Abbiamo incontrato Eric Medvet, ricercatore triestino da fine 2008 all’Università di Trieste presso il DI3, presto neo papà. Proprio mentre ragionava sulla propria situazione finanziaria futura, Eric si è scontrato con gli effetti di un provvedimento legislativo che lo riguarda in prima persona, assieme a tutti i ricercatori e non solo.
Di cosa si tratta?
Si tratta del decreto legge 78 del 2010: dice che scatti e “promozioni” per una certa categoria di pubblico impiego hanno valore solo giuridico per il triennio 2011-2013: in altre parole, a prescindere dalla progressione di carriera, fino a dicembre 2013 lo stipendio rimarrà quello di dicembre 2010. Nonostante l’apparente
semplicità del provvedimento, le conseguenze sui componenti di queste categorie, in particolare sul personale docente universitario, sono notevolmente variabili. Il massimo del danno lo subisce chi avrebbe dovuto avere una “grossa” progressione di carriera all’inizio di questo triennio. In termini relativi (cioè, valore della progressione rispetto al valore dello stipendio), l’impatto maggiore ricade sui nuovi ricercatori, che hanno appunto due grosse progressioni alla fine del primo ed alla fine del terzo anno di servizio. Quindi chi è ha
preso servizio nel 2008 o nel 2010 subisce un danno importante: nel mio caso (2008) si tratta di un 28% in meno all’anno, per due anni; per i più “giovani” (2010), addirittura meno 33%.
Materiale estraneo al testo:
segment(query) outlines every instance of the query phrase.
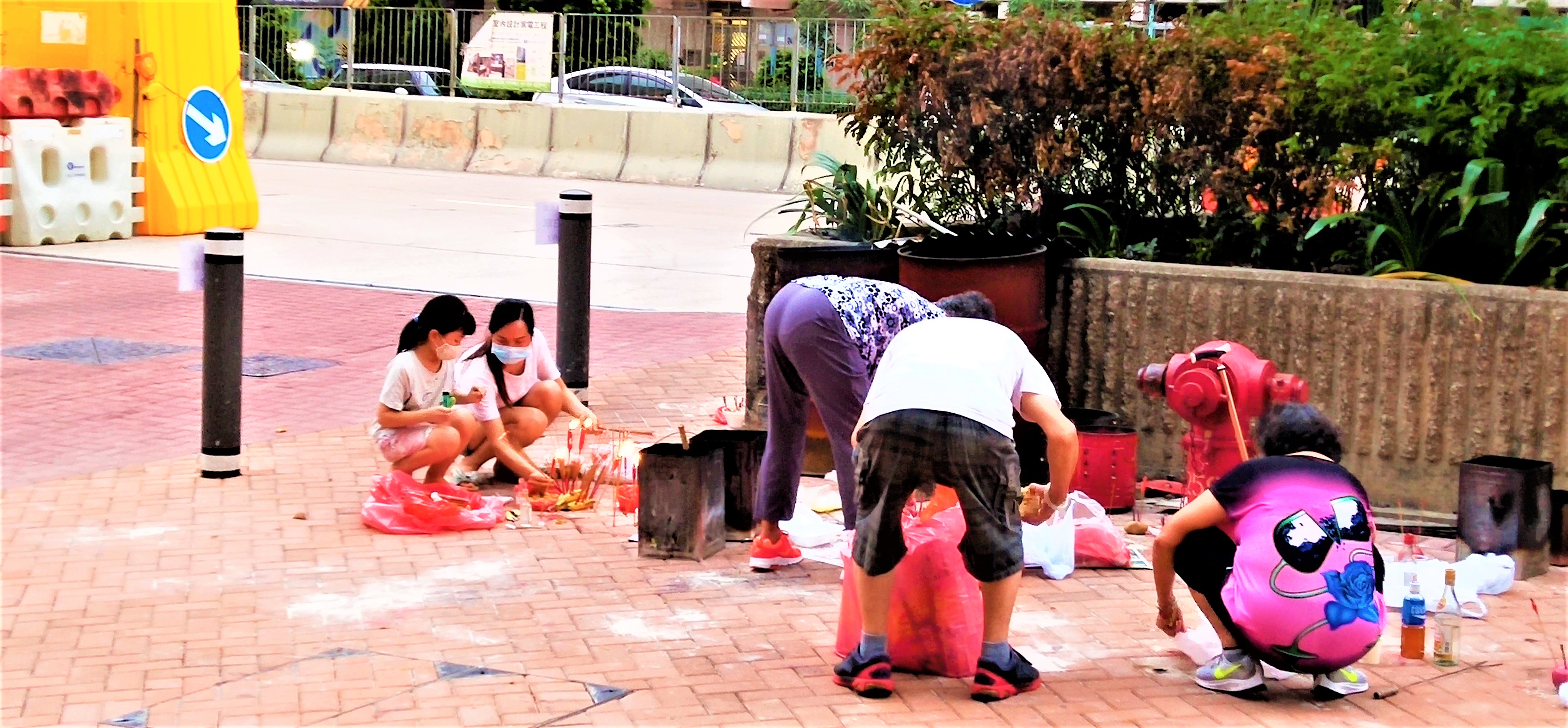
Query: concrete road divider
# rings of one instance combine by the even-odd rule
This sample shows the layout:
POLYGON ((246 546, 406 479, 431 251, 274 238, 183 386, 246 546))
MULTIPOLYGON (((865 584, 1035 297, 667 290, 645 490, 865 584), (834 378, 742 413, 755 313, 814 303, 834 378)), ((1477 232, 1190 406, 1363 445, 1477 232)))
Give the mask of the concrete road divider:
POLYGON ((811 166, 817 152, 826 154, 842 163, 855 165, 856 177, 870 179, 872 160, 844 129, 844 122, 829 115, 800 115, 795 118, 795 143, 790 146, 789 176, 784 179, 784 191, 800 191, 808 179, 828 174, 820 166, 811 166))
POLYGON ((254 157, 292 162, 321 162, 332 140, 332 107, 337 94, 317 91, 267 91, 267 118, 254 157))
POLYGON ((336 94, 332 143, 321 162, 387 165, 403 144, 403 99, 392 94, 336 94))
POLYGON ((267 129, 267 91, 259 88, 245 89, 245 154, 256 157, 256 147, 262 144, 262 130, 267 129))
POLYGON ((629 111, 619 108, 555 107, 550 129, 549 177, 608 179, 626 163, 629 111))
POLYGON ((702 187, 778 191, 790 163, 787 115, 712 115, 702 187))
POLYGON ((546 104, 480 102, 470 173, 539 174, 550 155, 546 104))
POLYGON ((632 111, 621 182, 696 185, 707 152, 707 115, 681 110, 632 111))
POLYGON ((397 166, 461 173, 474 154, 478 105, 459 99, 408 99, 408 127, 397 149, 397 166))

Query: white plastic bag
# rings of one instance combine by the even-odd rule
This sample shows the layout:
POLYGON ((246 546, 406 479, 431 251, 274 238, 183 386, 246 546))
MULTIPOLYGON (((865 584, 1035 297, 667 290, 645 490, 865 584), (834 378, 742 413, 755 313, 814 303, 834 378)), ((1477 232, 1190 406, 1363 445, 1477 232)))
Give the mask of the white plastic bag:
MULTIPOLYGON (((1195 665, 1203 667, 1207 665, 1209 661, 1218 657, 1221 648, 1220 648, 1220 635, 1218 632, 1214 631, 1214 624, 1209 624, 1209 620, 1203 617, 1203 612, 1200 612, 1196 617, 1198 617, 1196 621, 1185 620, 1187 621, 1185 631, 1176 632, 1176 650, 1181 650, 1182 654, 1185 654, 1187 659, 1190 659, 1195 665)), ((1264 678, 1269 679, 1286 679, 1295 675, 1279 670, 1278 667, 1273 667, 1267 662, 1264 662, 1262 665, 1264 665, 1264 678)))
POLYGON ((1073 519, 1073 551, 1082 568, 1127 568, 1132 552, 1127 551, 1126 532, 1110 522, 1105 507, 1083 491, 1068 493, 1062 510, 1073 519))
POLYGON ((1068 508, 1040 526, 1024 524, 1024 566, 1040 566, 1047 579, 1066 579, 1074 562, 1073 516, 1068 508))
POLYGON ((1427 610, 1438 609, 1438 599, 1443 598, 1443 576, 1452 568, 1460 612, 1472 620, 1486 617, 1486 604, 1480 601, 1480 595, 1501 595, 1513 588, 1515 565, 1513 557, 1507 554, 1471 554, 1457 563, 1441 559, 1383 562, 1383 604, 1388 609, 1399 609, 1405 602, 1405 574, 1411 568, 1416 570, 1416 579, 1421 579, 1421 596, 1427 598, 1427 610))

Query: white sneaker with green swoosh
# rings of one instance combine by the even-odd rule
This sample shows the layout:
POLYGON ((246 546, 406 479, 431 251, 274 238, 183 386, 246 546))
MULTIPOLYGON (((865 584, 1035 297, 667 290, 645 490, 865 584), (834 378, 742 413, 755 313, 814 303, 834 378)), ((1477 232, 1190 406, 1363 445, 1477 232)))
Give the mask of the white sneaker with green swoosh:
POLYGON ((1209 661, 1207 665, 1200 667, 1193 679, 1209 690, 1245 692, 1262 687, 1264 670, 1258 665, 1258 661, 1248 656, 1231 662, 1221 653, 1218 657, 1209 661))
POLYGON ((1367 692, 1367 676, 1353 667, 1342 667, 1328 675, 1319 675, 1317 679, 1312 681, 1312 687, 1339 695, 1355 695, 1358 692, 1367 692))

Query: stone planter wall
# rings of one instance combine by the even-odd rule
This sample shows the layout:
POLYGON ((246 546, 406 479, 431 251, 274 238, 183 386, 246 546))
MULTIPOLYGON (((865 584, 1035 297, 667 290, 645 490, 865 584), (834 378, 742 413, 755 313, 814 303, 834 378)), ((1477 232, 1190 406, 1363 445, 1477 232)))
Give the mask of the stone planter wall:
MULTIPOLYGON (((764 427, 762 314, 778 248, 753 245, 748 427, 764 427)), ((1306 378, 1345 433, 1345 464, 1383 507, 1452 513, 1458 463, 1513 455, 1555 464, 1568 488, 1568 293, 1427 281, 1080 259, 1055 281, 1046 369, 1066 406, 1124 414, 1138 469, 1182 472, 1185 422, 1138 391, 1135 373, 1212 339, 1232 339, 1306 378)))
POLYGON ((1568 488, 1568 293, 1080 259, 1046 369, 1065 403, 1138 427, 1143 474, 1179 474, 1185 422, 1134 375, 1212 339, 1306 378, 1378 505, 1452 513, 1477 455, 1552 461, 1568 488))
Con notevole ironia ci hai detto che il fatto che la legge sia stata fatta “frettolosamente” lo si nota dal fatto che il testo sia breve, conciso e chiarissimo a tutti…
Effettivamente, a differenza di molti altri casi, il meccanismo di taglio è chiaro e semplice: viene enunciato in poche righe. Quello che mi rammarica è che questa semplicità nasconde appunto un impatto sulle persone estremamente variabile e assolutamente slegato a qualsiasi criterio di meritocrazia, dipendendo invece dalla data di entrata in servizio. In pratica una legge le cui conseguenze ti si abbattono addosso come l’oroscopo. Mi chiedo se non si poteva ragionare un po’ più a fondo, scrivendo una norma con conseguenze più equilibrate ma uguale risparmio economico per lo Stato. Non pretendo, infatti, di non tirare anche la mia cinghia quando le cose vanno male, ma vorrei non strizzarla troppo più degli altri.
Come giudichi la condizione attuale dell’università?
Pur essendo ancora “giovane” nel mondo universitario, ho assistito negli anni ad una serie di “quasi riforme”, alcune in forma di raccomandazioni o leggi monche, che hanno reso ancora più difficile programmare l’attività didattica e di ricerca con orizzonti ragionevolmente lunghi. Programmazione che è già difficile per le difficili condizioni economiche.
Cosolini, durante l’incontro con i giovani al Naima, ha fatto notare quanto sia controproducente tagliare i fondi all’università, perchè è la conoscenza ciò che può rendere capaci le nuove generazioni di produrre ricchezza. Non a caso gli altri paesi investono di più sulla ricerca. È un pensiero che condividi?
Certamente. Purtroppo la sfortuna della ricerca è che può avere tempi di ritorno dell’investimento veramente lunghi. Solo una civiltà ed un’amministrazione lungimiranti possono convincersi ad investire sulla ricerca anche se i risultati si vedranno solo quando saranno ormai fuori gioco.
Cosa potrebbe fare secondo te il comune di Trieste per sostenere l’università?
Certo è difficile chiedere al Comune che intervenga direttamente sulla ricerca. Ma ci sono tutta una serie di iniziative di contorno che possono rendere più attrattiva la città come sede universitaria: non solo per gli studenti, ma anche per i ricercatori. Penso ai temi quali la mobilità, la ricettività e a tutti quei servizi (ad esempio, l’asilo aziendale per i dipendenti dell’università) che possono aumentare la qualità di vita dei cittadini rendendo quindi Trieste un bel posto dove trasferirsi; cose, tra l’altro, di cui godrebbe la cittadinanza intera.
Obbiettivo del comune deve essere dunque trasformare Trieste da “città con l’università” a “Città Universitaria”.